Apache web server as HTTP proxy

By | October 9, 2013

Apache proxyApache provides a lot of modules out of the box and there are lot of custom modules available which are built by community or vendors like IBM. One such out of the box module is mod_proxy. It makes it possible to use your webserver as a proxy server for handling web requests. Using proxies significantly enhances security and reduces risk to your networks. You can have your application(s) running inside a network behind the firewall with only proxy server used as gateway for all incoming web traffic if you setup Apache as reverse proxy.

Basic configuration

To configure your Apache as proxy, first enable the mod_proxy module by adding following in you httpd.conf. You’ll also need to load proxy_http_module since you want to setup proxy to handle http requests. Proxy_http_module will not work unless mod_proxy is also loaded.

LoadModule proxy_module modules/mod_proxy.so
LoadModule proxy_http_module modules/mod_proxy_http.so

Then set up the proxy directives to do the job.

ProxyRequests Off
ProxyPass /webapp http://10.123.123.123:9080/webapp
ProxyPassReverse /webapp http://10.123.123.123:9080/webapp

Restart your apache and you are done. You have setup a web proxy.

 

What do above proxy directives mean?

 

ProxyRequests Off tells Apache that this server is not be used as generic forward proxy except for the specific proxy configuration done using ProxyPass and ProxyPassReverse. Never set ProxyRequests On unless you have secured your Apache webserver using combination of ssl, authentication and authorization modules.

ProxyPass will map any incoming requests on your http://proxy_server:80/webapp to http://10.123.123.123:9080/webapp. With this directive you have set up forward proxy.

ProxyPassReverse will map any response going back from 10.123.123.123 to requester from http://10.123.123.123:9080/webapp to http://proxy_server:80/webapp.
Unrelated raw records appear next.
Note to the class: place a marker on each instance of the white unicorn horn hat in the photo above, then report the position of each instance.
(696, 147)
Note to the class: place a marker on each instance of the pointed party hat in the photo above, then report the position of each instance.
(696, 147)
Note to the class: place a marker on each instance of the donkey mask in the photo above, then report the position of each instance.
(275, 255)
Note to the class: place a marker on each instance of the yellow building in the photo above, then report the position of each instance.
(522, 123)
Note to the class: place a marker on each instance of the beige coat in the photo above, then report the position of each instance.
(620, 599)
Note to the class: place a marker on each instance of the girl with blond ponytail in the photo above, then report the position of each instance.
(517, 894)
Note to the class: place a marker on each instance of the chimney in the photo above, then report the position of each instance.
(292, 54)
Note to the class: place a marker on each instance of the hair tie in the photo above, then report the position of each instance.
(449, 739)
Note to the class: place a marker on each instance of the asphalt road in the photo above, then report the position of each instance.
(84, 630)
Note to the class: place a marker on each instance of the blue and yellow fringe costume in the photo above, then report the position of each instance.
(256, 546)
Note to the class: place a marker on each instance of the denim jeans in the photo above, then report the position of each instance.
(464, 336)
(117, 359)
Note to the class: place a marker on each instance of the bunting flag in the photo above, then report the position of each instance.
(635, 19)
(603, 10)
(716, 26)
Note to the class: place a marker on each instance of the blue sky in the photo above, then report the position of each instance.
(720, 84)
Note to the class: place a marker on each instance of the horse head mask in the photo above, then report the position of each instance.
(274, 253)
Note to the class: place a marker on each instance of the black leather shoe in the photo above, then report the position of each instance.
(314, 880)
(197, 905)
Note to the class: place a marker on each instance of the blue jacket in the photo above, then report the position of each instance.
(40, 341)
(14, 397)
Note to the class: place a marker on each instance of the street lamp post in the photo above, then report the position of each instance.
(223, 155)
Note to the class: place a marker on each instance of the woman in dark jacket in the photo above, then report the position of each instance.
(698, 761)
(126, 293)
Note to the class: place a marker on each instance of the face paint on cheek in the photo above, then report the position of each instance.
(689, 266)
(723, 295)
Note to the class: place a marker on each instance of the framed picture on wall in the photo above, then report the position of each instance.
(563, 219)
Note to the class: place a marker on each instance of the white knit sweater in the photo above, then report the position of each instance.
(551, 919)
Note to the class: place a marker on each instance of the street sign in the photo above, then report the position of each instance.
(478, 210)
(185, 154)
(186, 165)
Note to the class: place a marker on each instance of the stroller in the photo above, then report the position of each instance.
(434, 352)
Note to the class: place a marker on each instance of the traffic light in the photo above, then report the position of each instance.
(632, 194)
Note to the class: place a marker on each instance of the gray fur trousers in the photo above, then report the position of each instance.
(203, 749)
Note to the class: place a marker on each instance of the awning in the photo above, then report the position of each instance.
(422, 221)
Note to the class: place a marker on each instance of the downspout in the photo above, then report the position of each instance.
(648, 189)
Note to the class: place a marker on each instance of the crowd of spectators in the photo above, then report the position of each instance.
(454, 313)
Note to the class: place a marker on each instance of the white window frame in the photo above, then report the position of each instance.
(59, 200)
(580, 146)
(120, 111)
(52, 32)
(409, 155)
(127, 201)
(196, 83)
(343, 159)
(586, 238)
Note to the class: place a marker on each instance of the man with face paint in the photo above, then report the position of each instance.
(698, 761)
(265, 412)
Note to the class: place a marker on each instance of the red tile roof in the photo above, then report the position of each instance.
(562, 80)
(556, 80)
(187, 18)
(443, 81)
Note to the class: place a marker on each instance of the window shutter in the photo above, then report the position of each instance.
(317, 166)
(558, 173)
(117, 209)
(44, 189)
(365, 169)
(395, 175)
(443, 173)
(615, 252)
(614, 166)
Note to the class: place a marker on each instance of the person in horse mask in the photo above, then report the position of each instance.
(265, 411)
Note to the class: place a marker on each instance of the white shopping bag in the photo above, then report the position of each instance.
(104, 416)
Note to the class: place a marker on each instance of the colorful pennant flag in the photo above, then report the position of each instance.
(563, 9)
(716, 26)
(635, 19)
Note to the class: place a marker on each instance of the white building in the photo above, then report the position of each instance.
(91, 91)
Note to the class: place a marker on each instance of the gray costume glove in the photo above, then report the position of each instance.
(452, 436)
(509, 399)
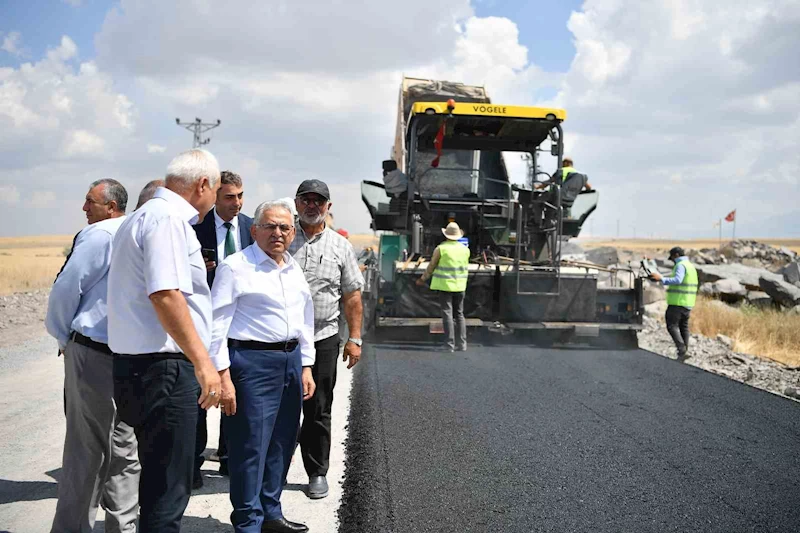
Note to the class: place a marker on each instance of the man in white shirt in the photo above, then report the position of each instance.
(223, 232)
(100, 464)
(263, 346)
(159, 328)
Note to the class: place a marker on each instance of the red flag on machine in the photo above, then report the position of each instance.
(437, 142)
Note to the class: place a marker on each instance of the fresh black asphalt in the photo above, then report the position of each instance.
(522, 439)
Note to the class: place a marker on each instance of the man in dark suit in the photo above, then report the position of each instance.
(222, 232)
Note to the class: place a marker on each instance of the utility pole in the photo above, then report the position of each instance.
(198, 128)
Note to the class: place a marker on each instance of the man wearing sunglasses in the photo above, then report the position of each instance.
(331, 269)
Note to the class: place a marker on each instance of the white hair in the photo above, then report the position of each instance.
(267, 206)
(190, 166)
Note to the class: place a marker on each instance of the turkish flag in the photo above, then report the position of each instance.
(438, 143)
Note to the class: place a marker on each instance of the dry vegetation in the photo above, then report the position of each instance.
(765, 333)
(28, 263)
(655, 244)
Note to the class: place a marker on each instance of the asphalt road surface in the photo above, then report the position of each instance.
(523, 439)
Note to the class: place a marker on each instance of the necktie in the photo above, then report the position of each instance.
(72, 249)
(230, 243)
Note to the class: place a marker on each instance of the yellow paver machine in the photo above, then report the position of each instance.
(448, 165)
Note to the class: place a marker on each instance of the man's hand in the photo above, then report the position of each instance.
(308, 383)
(227, 400)
(353, 351)
(208, 378)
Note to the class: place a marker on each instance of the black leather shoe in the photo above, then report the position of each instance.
(281, 525)
(317, 487)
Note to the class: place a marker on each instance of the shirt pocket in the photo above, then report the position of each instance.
(329, 270)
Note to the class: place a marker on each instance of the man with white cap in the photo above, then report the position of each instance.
(448, 267)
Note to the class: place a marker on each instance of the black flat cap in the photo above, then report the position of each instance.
(314, 186)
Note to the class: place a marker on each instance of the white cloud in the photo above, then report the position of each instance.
(82, 142)
(11, 43)
(9, 194)
(43, 199)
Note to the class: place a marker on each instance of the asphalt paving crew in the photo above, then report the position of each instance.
(572, 183)
(331, 268)
(223, 232)
(681, 297)
(263, 347)
(100, 463)
(448, 268)
(159, 328)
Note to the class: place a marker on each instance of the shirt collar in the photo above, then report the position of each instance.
(219, 222)
(185, 210)
(261, 256)
(312, 237)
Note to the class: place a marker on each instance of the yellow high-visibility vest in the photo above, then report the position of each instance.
(450, 275)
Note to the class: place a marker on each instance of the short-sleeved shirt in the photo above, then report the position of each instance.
(156, 249)
(78, 299)
(331, 269)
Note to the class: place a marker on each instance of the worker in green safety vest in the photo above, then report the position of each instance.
(681, 297)
(571, 185)
(448, 268)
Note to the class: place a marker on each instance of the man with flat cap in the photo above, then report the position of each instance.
(331, 269)
(681, 297)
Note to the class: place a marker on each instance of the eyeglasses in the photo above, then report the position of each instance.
(319, 202)
(285, 228)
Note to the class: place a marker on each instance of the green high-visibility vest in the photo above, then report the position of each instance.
(685, 293)
(450, 275)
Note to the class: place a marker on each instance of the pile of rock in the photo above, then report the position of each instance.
(717, 356)
(748, 253)
(735, 283)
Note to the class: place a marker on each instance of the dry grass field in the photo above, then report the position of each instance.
(765, 333)
(665, 245)
(28, 263)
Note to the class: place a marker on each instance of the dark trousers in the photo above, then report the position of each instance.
(453, 319)
(262, 433)
(158, 398)
(678, 327)
(315, 436)
(202, 439)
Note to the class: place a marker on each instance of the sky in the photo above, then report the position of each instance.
(679, 111)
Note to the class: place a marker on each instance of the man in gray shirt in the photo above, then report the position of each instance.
(331, 269)
(100, 464)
By adding this directive you have configured Apache to be a reverse proxy.

 

Setup Multiple Proxies using a single apache webserver

 

You can do this in more than one ways. Best method to use is the one that fits your requirement.

An effective way can be to use multiple virtual hosts.

LoadModule proxy_module modules/mod_proxy.so
LoadModule proxy_http_module modules/mod_proxy_http.so
 
Listen 80
Listen 81
 
ProxyRequests Off
ProxyPass /webapp http://10.123.123.123:9080/webapp
ProxyPassReverse /webapp http://10.123.123.123:9080/webapp
 
ProxyRequests Off
ProxyPass /webapp http://10.124.124.124:9080/webapp
ProxyPassReverse /webapp http://10.124.124.124:9080/webapp

Other simple, but not so elegant way is to use different context roots.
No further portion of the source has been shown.